South African National Cinema examines how cinema in South Africa represents national identities, particularly with regard to race. This significant and unique contribution establishes interrelationships between South African cinema and key points in South Africa’s history, showing how cinema figures in the making, entrenching and undoing of apartheid. This study spans the twentieth century and beyond through detailed analyses of selected films, beginning with De Voortrekkers (1916) through to Mapantsula (1988) and films produced post apartheid, including Drum (2004), Tsotsi (2005) and Zulu Love Letter (2004).

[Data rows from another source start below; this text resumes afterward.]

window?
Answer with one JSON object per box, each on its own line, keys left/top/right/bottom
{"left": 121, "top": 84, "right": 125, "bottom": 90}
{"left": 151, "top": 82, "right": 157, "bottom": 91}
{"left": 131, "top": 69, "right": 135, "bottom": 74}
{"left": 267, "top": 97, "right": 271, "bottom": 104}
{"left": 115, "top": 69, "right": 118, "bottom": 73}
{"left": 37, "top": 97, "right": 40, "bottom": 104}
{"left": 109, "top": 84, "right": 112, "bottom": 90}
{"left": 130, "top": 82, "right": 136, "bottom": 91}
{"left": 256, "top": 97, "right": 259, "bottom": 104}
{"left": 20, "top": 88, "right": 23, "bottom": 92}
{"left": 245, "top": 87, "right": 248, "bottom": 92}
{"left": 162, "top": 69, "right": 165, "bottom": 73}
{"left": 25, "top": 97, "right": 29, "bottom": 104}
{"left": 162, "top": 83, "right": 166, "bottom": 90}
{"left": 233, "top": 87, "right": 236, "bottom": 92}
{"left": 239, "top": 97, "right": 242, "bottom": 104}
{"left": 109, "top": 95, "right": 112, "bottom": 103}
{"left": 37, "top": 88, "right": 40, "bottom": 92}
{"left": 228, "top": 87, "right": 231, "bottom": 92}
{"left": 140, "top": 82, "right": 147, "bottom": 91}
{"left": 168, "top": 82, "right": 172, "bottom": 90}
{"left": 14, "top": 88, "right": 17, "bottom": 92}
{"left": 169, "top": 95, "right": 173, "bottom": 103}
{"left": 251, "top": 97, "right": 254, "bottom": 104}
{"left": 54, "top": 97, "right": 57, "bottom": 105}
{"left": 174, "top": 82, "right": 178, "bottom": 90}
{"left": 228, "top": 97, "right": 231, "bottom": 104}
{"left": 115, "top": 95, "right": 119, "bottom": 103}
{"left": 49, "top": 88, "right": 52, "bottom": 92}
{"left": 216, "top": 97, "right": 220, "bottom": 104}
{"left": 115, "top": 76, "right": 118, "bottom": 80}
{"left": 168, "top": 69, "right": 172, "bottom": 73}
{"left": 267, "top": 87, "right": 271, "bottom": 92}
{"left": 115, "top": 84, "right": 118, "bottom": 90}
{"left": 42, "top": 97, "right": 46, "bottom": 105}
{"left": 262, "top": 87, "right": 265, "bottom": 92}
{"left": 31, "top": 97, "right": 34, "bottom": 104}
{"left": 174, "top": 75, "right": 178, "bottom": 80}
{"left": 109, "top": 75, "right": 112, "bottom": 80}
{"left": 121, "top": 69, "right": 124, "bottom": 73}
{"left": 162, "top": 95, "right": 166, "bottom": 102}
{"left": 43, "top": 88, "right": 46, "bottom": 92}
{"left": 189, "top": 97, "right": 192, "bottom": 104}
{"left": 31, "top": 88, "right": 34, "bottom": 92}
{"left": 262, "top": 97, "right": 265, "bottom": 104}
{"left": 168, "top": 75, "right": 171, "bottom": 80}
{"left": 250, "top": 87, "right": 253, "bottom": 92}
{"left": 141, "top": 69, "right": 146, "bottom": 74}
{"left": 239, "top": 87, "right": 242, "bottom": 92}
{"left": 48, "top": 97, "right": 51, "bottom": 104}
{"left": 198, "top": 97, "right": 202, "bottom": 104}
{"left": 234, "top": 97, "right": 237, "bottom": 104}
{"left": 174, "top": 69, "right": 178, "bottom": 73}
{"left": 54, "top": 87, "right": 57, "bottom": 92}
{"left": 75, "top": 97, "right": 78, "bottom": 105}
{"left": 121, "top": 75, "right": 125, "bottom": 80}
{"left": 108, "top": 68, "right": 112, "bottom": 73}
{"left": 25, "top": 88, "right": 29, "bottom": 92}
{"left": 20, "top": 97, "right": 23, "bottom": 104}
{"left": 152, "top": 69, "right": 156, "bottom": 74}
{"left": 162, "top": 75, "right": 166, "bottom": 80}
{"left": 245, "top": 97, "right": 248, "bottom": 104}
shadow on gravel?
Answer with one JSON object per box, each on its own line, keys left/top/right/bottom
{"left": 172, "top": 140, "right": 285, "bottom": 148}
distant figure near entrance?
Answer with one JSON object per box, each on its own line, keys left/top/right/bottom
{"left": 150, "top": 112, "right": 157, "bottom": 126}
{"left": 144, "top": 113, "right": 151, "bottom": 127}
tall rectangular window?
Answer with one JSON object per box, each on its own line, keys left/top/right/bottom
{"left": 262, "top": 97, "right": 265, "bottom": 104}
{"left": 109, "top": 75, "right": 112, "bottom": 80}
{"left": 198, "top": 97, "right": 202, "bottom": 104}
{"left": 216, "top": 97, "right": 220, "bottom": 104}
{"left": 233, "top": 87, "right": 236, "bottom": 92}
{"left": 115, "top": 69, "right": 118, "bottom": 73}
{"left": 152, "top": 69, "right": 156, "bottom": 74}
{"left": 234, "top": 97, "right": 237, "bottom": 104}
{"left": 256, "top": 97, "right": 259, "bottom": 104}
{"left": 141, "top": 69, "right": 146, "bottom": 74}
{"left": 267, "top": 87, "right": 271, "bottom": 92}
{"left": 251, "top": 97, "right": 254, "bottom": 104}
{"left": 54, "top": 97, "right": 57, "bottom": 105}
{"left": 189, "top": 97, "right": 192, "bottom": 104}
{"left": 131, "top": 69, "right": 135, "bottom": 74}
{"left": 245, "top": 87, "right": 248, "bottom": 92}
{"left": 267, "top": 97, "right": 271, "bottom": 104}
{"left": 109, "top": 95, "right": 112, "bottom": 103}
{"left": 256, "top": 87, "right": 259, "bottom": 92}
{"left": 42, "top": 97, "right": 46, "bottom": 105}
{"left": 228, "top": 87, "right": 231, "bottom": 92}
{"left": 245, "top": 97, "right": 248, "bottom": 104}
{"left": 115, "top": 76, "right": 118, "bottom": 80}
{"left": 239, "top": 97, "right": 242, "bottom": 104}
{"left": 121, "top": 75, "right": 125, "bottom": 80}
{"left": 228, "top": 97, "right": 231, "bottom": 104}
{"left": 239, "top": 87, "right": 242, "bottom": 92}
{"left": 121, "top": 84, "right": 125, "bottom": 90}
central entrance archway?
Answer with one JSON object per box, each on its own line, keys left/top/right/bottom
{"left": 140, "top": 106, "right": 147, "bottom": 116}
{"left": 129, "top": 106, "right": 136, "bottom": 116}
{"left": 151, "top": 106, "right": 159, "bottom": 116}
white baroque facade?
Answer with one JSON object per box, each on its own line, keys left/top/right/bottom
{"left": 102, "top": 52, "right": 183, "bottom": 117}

Jacqueline Maingard discusses how cinema reproduced and constructed a white national identity, taking readers through cinema’s role in building white Afrikaner nationalism in the 1930s and 1940s. She then moves to examine film culture and modernity in the development of black audiences from the 1920s to the 1950s, especially in a group of films that includes Jim Comes to Joburg (1949) and Come Back, Africa (1959). Jacqueline Maingard also considers the effects of the apartheid state’s film subsidy system in the 1960s and 1970s and focuses on cinema against apartheid in the 1980s. She reflects upon shifting national cinema policies following the first democratic election in 1994 and how it became possible for the first time to imagine an inclusive national film culture.

Illustrated throughout with excellent visual examples, this cinema history will be of value to film scholars and historians, as well as to practitioners in South Africa today.